When I was a little kid and I didn’t finish my supper, my mother would tell me that there were poor children in Europe who would be very happy to eat the food I left on my plate. I was a bit of a wiseguy and my usual reply was why don’t we mail these leftovers to them? That invariably earned me a dirty look.
I think parents everywhere use comparisons like this to inspire gratitude in their kids. I’ve been very lucky from the first day of my life. I had two parents, plenty of food, good schools, and everything else a kid could ever want. You may be wondering what this all has to do with with male chastity or domestic discipline. The answer is simple: absolutely nothing.
Lately I’ve been wallowing in worry in anticipation of my upcoming surgery. I’ve had a chance to think about it during this business trip. I realized that absolutely everything about my life, save the rotator cuff injury, is exactly what I’ve always wanted. How many people can say that?
I have a wife who is willing to try anything I suggest. She loves me enough to put my happiness before her own. She’s the best thing that has ever happened to me. As they say on TV, that’s not all. I’ve got the job I always dreamed of. I am a very happy lion.
That doesn’t mean that things are always easy or straightforward. We’ve both had to endure hardships of various sorts and every one we’ve conquered has brought us closer together. I admit that I am a glass-half-full kind of guy. Mrs. Lion is a bit more pessimistic. We balance each other nicely.
I’m not trying to jinx things by bragging about our perfect life.
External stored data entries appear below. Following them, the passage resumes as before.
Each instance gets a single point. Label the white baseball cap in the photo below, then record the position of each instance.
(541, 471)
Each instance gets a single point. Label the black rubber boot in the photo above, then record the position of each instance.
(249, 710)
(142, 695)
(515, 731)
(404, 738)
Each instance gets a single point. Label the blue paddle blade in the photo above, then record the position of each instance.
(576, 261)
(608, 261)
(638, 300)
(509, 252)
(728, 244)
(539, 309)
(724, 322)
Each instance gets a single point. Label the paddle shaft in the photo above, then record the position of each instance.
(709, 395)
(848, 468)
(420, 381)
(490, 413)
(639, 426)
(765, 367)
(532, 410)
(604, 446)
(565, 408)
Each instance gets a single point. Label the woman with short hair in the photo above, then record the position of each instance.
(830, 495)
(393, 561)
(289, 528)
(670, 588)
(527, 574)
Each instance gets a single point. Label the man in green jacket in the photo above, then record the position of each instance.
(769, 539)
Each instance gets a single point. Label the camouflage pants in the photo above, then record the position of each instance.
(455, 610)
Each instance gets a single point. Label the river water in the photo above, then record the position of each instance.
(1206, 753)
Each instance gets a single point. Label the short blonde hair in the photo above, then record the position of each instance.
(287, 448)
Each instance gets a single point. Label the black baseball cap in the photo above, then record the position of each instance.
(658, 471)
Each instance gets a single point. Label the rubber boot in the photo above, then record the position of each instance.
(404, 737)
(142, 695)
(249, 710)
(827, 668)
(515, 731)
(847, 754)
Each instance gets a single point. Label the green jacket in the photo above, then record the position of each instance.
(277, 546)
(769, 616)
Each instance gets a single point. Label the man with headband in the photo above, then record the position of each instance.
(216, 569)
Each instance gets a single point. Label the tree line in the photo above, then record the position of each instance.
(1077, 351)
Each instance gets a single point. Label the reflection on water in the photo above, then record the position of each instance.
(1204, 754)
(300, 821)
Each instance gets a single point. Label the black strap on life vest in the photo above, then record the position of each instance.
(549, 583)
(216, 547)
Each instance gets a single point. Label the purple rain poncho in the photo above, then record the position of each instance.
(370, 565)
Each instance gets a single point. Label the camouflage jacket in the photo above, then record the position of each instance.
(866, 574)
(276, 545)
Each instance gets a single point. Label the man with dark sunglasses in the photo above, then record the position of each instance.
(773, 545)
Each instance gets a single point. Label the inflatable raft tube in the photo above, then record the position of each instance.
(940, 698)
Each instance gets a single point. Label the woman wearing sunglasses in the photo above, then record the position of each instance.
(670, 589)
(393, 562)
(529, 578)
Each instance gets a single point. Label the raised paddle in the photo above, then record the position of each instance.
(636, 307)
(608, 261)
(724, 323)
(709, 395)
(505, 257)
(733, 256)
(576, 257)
If you are in so inclined, I’m sure you could find many reasons why things are quite miserable for us. I’m convinced that a positive point of view creates positive changes. A negative point of view, pretty well assures success will be hard to find.
I believe that what success we have at male chastity and domestic discipline is the direct result of our mutual commitment to make anything we start work. Mrs. Lion, when I come up with a new idea, will generally agree to follow it until I get tired of it or we both decide doesn’t work. Of course, if it does work we are both happy. The point is that she’s willing to go along until either I realize I made a mistake.
In the case of chastity, and even more so, domestic discipline, she was sure she would never like either. But, she was determined to continue as long as I wanted it. Lo and behold, over time, Mrs. Lion not only accepted but actually learned to like both practices. I’m not saying that if I really wanted to stop, she would force me to continue. But I am very sure that if I want to stop it will take more than a simple request for it to happen.
We’ve lived through all sorts of situations – good and bad – to prove that both male chastity and domestic discipline work for us. In our case that cliché, “be careful what you wish for…” Is absolutely false. I feel like Charlie from “Willy Wonka and the Chocolate Factory”. When Willy Wonka asked him, “Charlie, do you know what happened to the man got everything he ever wanted? He lived happily ever after.” I think I’m Charlie.